Two items have caught my attention in the past couple of days:
1. The State of California has rewritten some language in an education bill that threatened to greatly infringe on religious liberty in that state. Had the bill passed unchanged, the only students that could receive any type of religious education would have been those training for a career in ministry. It would have effectively outlawed Christian colleges and universities, reserving religious studies to seminary students only. More here.
2. Target is about to spend $2 million on individual use bathroom stalls in all of their stores. Many stores already have such facilities, in addition to men’s and women’s restrooms, and soon all loctions will. Target denies the changes have anything to do with the boycotts and petitions generated by their bathroom policy announcement. I saw this headline in the Washington Post of all places.
Earlier this week, The Christian Index hosted a discussion of sorts about America being a “Christian nation.” Christians who responded were split over whether America used to be a Christian nation and no longer is vs. those who felt America never was a Christian nation to begin with. Very few argued that it still is today.

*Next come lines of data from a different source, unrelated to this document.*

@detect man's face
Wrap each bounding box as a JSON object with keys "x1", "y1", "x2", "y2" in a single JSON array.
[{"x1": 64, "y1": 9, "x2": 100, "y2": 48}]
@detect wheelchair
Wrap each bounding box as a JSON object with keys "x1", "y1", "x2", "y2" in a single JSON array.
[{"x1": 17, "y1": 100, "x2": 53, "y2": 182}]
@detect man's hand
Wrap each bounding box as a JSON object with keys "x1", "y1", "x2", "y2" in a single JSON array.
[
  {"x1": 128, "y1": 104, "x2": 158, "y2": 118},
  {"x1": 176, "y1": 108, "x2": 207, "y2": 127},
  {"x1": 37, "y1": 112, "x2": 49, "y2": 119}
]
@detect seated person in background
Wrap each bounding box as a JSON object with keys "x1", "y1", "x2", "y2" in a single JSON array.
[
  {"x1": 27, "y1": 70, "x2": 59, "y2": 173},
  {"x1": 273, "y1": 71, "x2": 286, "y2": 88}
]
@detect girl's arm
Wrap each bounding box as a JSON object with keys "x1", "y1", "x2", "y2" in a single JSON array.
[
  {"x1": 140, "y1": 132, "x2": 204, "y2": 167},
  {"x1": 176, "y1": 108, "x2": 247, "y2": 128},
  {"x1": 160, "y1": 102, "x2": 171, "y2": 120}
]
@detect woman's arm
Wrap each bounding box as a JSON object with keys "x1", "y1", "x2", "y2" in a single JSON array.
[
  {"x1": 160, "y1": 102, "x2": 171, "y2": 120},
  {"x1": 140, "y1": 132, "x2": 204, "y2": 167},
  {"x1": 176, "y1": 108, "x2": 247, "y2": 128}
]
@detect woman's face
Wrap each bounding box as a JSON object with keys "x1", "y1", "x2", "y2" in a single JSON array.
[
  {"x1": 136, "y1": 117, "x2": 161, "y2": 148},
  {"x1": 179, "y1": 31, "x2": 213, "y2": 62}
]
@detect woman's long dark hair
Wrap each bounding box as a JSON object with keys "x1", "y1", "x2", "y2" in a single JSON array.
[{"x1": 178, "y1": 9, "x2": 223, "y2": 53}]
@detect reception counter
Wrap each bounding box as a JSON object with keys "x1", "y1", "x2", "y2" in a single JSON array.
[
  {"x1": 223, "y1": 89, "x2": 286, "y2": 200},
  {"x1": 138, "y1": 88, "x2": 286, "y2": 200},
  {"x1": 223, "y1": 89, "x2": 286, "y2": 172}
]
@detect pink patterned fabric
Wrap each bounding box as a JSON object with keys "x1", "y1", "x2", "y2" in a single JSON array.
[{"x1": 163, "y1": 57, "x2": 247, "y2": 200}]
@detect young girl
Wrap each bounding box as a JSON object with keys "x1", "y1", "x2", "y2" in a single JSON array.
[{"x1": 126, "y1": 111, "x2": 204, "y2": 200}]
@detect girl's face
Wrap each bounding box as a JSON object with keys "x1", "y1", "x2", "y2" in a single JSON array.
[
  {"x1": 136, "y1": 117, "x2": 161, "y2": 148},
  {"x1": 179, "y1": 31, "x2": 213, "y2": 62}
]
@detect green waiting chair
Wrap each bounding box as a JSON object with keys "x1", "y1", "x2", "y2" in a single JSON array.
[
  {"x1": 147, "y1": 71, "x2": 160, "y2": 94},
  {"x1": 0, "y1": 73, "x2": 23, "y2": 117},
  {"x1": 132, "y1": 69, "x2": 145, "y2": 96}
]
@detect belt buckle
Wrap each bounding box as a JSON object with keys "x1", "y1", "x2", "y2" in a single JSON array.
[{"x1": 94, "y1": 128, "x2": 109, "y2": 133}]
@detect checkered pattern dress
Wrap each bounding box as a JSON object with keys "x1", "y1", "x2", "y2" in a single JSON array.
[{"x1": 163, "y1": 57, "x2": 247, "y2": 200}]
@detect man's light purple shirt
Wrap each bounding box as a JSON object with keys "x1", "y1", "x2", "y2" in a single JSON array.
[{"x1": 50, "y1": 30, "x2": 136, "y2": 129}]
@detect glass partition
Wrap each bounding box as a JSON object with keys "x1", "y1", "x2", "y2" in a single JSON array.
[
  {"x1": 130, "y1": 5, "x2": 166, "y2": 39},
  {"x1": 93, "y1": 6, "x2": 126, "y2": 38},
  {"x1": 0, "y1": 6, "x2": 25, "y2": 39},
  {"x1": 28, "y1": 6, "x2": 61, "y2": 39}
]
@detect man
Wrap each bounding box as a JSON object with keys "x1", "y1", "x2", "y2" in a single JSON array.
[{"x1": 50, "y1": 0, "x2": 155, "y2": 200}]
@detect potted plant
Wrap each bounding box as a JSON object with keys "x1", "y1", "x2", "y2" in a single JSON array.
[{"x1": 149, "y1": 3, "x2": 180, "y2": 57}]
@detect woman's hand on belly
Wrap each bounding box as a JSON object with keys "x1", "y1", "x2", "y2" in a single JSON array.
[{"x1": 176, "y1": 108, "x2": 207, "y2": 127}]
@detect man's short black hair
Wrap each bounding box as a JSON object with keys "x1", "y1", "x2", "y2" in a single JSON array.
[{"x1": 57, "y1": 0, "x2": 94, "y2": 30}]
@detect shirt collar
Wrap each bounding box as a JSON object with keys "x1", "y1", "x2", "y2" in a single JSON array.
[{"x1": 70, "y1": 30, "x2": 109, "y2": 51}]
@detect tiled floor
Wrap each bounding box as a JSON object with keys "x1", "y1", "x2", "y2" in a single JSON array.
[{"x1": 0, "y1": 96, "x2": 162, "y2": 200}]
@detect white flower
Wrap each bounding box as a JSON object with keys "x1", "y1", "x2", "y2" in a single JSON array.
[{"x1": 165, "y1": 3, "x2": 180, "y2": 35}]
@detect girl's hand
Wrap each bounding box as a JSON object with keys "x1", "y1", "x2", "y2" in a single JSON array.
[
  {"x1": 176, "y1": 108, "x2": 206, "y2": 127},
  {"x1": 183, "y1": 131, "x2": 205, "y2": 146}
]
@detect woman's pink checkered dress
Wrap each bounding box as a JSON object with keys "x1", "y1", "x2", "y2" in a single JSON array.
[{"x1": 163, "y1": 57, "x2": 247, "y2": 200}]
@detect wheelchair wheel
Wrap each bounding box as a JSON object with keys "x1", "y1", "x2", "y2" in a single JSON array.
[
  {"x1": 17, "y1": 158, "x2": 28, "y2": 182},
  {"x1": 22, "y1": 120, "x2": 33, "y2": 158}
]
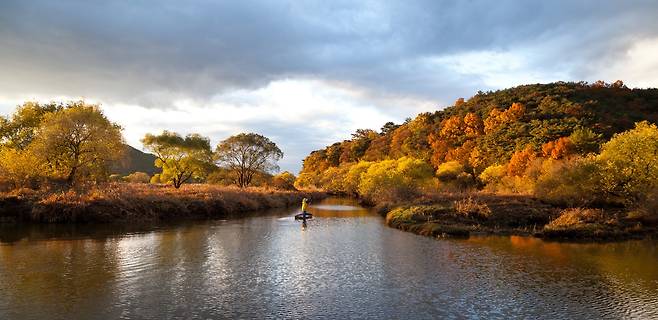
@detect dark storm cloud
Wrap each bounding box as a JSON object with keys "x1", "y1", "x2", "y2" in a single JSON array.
[{"x1": 0, "y1": 0, "x2": 658, "y2": 105}]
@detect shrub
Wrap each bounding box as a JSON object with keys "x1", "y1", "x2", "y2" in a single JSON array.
[
  {"x1": 597, "y1": 121, "x2": 658, "y2": 205},
  {"x1": 453, "y1": 197, "x2": 491, "y2": 219},
  {"x1": 535, "y1": 157, "x2": 602, "y2": 206},
  {"x1": 546, "y1": 208, "x2": 605, "y2": 229},
  {"x1": 123, "y1": 171, "x2": 151, "y2": 183},
  {"x1": 436, "y1": 161, "x2": 464, "y2": 182},
  {"x1": 149, "y1": 173, "x2": 161, "y2": 184},
  {"x1": 294, "y1": 172, "x2": 320, "y2": 190},
  {"x1": 359, "y1": 157, "x2": 432, "y2": 202},
  {"x1": 0, "y1": 148, "x2": 44, "y2": 188},
  {"x1": 343, "y1": 161, "x2": 374, "y2": 194}
]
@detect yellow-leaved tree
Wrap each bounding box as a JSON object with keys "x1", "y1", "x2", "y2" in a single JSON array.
[
  {"x1": 359, "y1": 157, "x2": 434, "y2": 202},
  {"x1": 597, "y1": 121, "x2": 658, "y2": 204},
  {"x1": 29, "y1": 102, "x2": 125, "y2": 185}
]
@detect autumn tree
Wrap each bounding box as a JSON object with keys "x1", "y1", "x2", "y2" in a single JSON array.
[
  {"x1": 464, "y1": 112, "x2": 484, "y2": 138},
  {"x1": 507, "y1": 146, "x2": 537, "y2": 176},
  {"x1": 272, "y1": 171, "x2": 297, "y2": 190},
  {"x1": 0, "y1": 101, "x2": 62, "y2": 150},
  {"x1": 597, "y1": 121, "x2": 658, "y2": 203},
  {"x1": 541, "y1": 137, "x2": 575, "y2": 160},
  {"x1": 142, "y1": 131, "x2": 212, "y2": 189},
  {"x1": 215, "y1": 133, "x2": 283, "y2": 188}
]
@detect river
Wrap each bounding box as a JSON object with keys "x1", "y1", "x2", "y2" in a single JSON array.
[{"x1": 0, "y1": 199, "x2": 658, "y2": 319}]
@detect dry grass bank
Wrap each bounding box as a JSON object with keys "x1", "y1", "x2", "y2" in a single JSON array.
[{"x1": 0, "y1": 183, "x2": 325, "y2": 223}]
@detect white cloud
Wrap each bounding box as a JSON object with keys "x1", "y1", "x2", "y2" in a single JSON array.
[{"x1": 597, "y1": 38, "x2": 658, "y2": 88}]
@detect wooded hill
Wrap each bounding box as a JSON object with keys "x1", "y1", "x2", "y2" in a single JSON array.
[{"x1": 297, "y1": 81, "x2": 658, "y2": 192}]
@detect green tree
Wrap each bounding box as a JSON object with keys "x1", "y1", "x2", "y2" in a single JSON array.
[
  {"x1": 215, "y1": 133, "x2": 283, "y2": 188},
  {"x1": 30, "y1": 103, "x2": 125, "y2": 185},
  {"x1": 142, "y1": 131, "x2": 212, "y2": 189}
]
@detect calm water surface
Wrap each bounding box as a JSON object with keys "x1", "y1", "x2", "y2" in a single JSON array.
[{"x1": 0, "y1": 199, "x2": 658, "y2": 319}]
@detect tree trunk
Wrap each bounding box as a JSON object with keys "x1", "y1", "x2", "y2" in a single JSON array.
[{"x1": 66, "y1": 167, "x2": 78, "y2": 186}]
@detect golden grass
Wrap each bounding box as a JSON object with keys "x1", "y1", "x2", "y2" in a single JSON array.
[{"x1": 0, "y1": 183, "x2": 325, "y2": 222}]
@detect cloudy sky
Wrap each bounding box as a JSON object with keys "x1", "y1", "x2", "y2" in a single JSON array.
[{"x1": 0, "y1": 0, "x2": 658, "y2": 172}]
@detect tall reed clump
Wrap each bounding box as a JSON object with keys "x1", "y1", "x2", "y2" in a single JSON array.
[{"x1": 542, "y1": 208, "x2": 623, "y2": 239}]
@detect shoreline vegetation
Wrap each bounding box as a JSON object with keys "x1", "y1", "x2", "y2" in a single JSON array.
[
  {"x1": 375, "y1": 193, "x2": 658, "y2": 241},
  {"x1": 0, "y1": 183, "x2": 326, "y2": 223},
  {"x1": 295, "y1": 81, "x2": 658, "y2": 240}
]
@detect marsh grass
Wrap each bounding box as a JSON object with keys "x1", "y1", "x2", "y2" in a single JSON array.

Meanwhile, California is about to become the first state to do away with religious/ faith-based education at the college level. If passed as is, SB 1146 would limit religious education to seminaries. Church affiliated schools, or colleges and universities that apply Christian principles to all areas of life, would be restricted from doing so with all students except those preparing for vocational ministry.
Please read this article by Ed Stetzer and Marty Duren via Christianity Today. This is one of those issues that could drag on through the court system for years to come, but we currently have an aging Supreme Court that’s already short one member and a presidential election coming up that could dramatically alter its balance of power. Who knows what the long term implications of this state legislation could be?
One vision of the future involves the advancement of scientific thought, the proliferation of world peace, and an abandonment of religious dogma. Many hope for (and some Christians fear) a future in which the logic and reason of science leads to the death of faith. Perhaps you wouldn’t know it by reading this blog, but I am a big fan of Star Trek. There are several things I try not to make a habit of posting on, sci fi being one of them. For those of you familiar with the Star Trek universe, please consider the level of religious tolerance in that particular view of the future.
Despite the advanced level of science and technology on Vulcan, that culture remains deeply rooted in the traditions of their past. Ancient temples and philosophies are revered. Even after joining the Federation, Klingons continue to meditate, keep ancient festivals, and even expect the return of Kahless (a messianic figure who parallels Christ in many ways.). Captain Sisko of DS9 is also the Bajoran “Emissary of the Prophets” and bearer of a mysterious orb. The Voyager series introduced us to Chakotay, a Star Fleet officer of Native American decent. Although he rebelled against his spiritual heritage as a boy, he would eventually have visions and talk to animal spirits. All without a conflict with what he knew of scientific investigation. By the 24th century, Starships have traversed much of the galaxy at many times the speed of light, allowing contact with thousands of species and cultures. And yet we do not witness religious persecution or mockery between scientific minds and primitive folk beliefs. Even as scientists witness the birth and death of star systems, they hold their own religious convictions in high regard.
Gene Roddenberry envisioned a future in which nations and worlds co-existed without losing one’s cultural identity. And that mutual respect extended to religious belief and practice. Just a thought. Is your idea of the future so optimistic?